Fortunately, Jason Starr saved the day by inviting a special guest into the panel room at the last minute: a live cat, owned by Alison Janssen from Bleak House Books. There was so much
oohing and
ahhing that the audience almost (almost) forget how badly we were fumbling.
That said, I still think
Woolly Pussies has possibilities.
The rest of the day was kind of lowkey--hanging around the book room, signing three boxes of
Damn Near Dead, and then hitting the David Hale Smith pre-Anthony party at Angelic Brewing Co. Crashing at the end of the party were Bryon Quertermous, John Rickards and my BFF, Christin Kuretich. I have no idea why they didn't crash the beginning of the party, when there was booze to be had. Ah, these kids.

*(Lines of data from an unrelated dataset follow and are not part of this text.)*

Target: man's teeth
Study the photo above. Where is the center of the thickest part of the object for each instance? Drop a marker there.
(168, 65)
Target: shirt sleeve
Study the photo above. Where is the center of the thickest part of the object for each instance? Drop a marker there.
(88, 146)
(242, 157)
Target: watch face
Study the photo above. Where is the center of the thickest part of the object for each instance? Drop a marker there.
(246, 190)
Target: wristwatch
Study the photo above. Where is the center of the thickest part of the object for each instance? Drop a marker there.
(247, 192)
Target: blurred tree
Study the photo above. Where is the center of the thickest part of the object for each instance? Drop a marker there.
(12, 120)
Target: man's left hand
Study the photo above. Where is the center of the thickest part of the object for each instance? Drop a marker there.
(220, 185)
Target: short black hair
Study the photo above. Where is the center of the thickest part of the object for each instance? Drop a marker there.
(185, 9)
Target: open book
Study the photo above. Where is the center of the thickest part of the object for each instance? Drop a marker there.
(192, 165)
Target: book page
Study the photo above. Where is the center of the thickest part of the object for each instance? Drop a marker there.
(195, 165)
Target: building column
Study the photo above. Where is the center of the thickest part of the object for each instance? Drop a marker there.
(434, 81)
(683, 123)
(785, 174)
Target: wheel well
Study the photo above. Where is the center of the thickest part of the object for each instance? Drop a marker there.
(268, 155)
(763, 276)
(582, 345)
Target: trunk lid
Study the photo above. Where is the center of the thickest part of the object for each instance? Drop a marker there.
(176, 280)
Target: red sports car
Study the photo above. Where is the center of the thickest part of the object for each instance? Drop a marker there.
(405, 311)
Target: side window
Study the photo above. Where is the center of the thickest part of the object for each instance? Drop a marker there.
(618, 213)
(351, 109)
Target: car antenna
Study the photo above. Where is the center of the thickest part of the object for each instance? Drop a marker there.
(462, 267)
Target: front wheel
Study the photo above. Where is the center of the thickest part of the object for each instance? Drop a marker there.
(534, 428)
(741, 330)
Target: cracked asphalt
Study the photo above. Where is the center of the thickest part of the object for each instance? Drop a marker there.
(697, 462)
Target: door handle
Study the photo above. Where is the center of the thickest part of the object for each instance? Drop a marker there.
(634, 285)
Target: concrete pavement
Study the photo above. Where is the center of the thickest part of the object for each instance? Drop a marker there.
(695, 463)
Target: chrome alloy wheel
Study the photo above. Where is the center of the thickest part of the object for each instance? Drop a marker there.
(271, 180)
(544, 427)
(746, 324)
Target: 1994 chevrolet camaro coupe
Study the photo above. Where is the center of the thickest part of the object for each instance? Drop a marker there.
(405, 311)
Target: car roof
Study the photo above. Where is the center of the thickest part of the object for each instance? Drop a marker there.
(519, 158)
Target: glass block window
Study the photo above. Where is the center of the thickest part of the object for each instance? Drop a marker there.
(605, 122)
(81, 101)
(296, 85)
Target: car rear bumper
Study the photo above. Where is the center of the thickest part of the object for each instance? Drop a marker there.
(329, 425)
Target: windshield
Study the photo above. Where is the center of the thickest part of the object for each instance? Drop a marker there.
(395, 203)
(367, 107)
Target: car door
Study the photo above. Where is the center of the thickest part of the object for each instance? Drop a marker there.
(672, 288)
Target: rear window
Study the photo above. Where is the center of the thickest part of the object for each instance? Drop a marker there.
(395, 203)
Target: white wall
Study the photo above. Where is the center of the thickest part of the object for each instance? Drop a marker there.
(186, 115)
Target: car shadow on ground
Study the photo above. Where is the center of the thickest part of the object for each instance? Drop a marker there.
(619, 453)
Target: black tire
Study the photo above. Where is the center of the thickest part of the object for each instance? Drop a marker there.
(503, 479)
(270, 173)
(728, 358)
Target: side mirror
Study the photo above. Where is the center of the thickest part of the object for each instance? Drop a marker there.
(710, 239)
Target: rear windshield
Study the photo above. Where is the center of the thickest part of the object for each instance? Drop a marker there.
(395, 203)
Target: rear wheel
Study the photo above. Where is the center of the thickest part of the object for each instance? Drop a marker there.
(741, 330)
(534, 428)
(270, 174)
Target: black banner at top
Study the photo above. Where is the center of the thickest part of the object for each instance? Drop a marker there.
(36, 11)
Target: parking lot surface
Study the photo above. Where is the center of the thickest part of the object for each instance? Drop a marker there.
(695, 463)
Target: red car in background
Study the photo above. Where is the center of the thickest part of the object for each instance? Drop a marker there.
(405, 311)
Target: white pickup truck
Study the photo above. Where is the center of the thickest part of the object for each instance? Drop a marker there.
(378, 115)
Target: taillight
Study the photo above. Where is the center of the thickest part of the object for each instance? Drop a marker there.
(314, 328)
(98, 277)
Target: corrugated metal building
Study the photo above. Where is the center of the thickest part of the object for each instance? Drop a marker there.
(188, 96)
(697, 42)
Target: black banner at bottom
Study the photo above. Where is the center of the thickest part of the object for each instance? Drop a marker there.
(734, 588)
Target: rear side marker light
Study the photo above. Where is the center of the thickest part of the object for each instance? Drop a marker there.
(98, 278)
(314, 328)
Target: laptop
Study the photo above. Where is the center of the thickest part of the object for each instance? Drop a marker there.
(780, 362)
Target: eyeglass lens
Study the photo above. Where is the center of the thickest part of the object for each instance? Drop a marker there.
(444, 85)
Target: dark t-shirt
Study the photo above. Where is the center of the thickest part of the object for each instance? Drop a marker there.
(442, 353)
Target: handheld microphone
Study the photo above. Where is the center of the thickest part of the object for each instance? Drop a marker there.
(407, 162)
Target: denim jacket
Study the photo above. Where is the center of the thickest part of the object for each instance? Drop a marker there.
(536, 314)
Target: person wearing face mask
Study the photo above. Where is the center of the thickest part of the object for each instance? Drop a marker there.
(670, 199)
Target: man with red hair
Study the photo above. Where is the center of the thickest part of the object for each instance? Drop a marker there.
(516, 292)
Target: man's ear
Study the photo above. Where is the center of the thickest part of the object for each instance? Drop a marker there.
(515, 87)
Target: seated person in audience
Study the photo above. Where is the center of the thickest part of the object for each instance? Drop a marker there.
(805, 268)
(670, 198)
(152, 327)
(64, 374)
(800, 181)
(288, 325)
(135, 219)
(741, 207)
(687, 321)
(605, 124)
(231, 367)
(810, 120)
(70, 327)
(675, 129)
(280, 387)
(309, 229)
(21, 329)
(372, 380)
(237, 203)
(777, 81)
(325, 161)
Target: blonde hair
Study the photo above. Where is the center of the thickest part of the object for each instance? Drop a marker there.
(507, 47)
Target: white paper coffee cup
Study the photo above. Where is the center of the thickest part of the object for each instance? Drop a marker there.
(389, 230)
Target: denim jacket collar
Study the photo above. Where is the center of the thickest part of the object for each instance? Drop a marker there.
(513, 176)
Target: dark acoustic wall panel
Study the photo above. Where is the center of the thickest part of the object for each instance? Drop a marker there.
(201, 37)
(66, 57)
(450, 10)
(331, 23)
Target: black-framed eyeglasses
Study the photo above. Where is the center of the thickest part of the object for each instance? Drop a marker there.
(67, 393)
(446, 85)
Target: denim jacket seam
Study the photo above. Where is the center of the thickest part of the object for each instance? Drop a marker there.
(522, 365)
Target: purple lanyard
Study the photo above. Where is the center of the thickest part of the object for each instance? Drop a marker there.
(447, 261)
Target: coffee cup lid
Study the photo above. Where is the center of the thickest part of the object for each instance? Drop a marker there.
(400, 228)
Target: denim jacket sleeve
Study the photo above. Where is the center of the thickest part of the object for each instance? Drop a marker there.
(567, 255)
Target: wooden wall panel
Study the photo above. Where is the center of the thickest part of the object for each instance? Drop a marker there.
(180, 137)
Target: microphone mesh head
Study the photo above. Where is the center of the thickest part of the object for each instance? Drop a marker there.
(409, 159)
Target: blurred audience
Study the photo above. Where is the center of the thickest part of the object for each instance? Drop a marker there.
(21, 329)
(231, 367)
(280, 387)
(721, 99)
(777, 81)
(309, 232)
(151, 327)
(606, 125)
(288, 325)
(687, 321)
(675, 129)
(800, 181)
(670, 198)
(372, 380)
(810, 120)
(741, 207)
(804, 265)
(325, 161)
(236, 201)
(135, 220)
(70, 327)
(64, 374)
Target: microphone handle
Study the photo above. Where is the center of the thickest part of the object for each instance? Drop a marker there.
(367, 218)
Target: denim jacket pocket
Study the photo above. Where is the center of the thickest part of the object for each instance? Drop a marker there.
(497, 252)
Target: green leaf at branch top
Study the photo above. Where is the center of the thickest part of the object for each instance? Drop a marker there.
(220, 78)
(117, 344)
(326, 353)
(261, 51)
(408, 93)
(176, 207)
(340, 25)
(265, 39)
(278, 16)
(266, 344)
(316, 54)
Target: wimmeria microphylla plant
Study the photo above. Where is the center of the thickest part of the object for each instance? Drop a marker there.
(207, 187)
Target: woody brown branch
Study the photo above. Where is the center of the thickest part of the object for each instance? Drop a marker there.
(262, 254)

Suddenly it was time for the Anthony Awards. At first, I thought things were going our way. Barbara Serenella won Best Short Story, which was awesome. The Family Jordan snagged a much-deserved Anthony for
Crimespree. Groovy, I thought.
But then came the paperback original category, and Sunshine... um, lost.
Or as he puts it: "I didn't win."
Or as he put it immediately after the ceremony: "I could give a shit." (Then Sunshine burst into tears.)
Sarah Weinman "didn't win" either, so we collectively drowned our sorrows at a grill-your-own-steak house somewhere on Washington Avenue (Street?). At first, I was skeptical. I don't want to go to restaurant and have to
work, you know? But peer pressure kicked in, and soon I found myself flipping a ribeye over an open flame and burning--quite badly--two pieces of Texas Toast.
Meanwhile, Sunshine, who doesn't eat meat, was not so thrilled to discover that the salmon he'd been hoping for had been pulled from the menu (apparently, it had been sitting out too long), and the poor bastard was stuck with nothing more than a salad and a frickin' baked potato. This is not the first time this happened. In Houston, David Thompson treated the gang of us to dinner at a BBQ place, but Sunshine was unable to find a single thing on the menu that didn't use meat as a primary ingredient. Even the rice had meat in it. The beer didn't have meat, but Sunshine doesn't drink beer, either. Fussy bastard.
Speaking of, let's check in with him one last time this Bouchercon weekend.
Me: "So, how's it going, Anthony loser?"
Sunshine: "I'm still trying to transcend the boundaries of my own ideological framework. Before I pack."
And there you have it.
This will probably be the last post until I return home, so thanks to everyone who's wasted brain cells tuning into my lame B'Con coverage.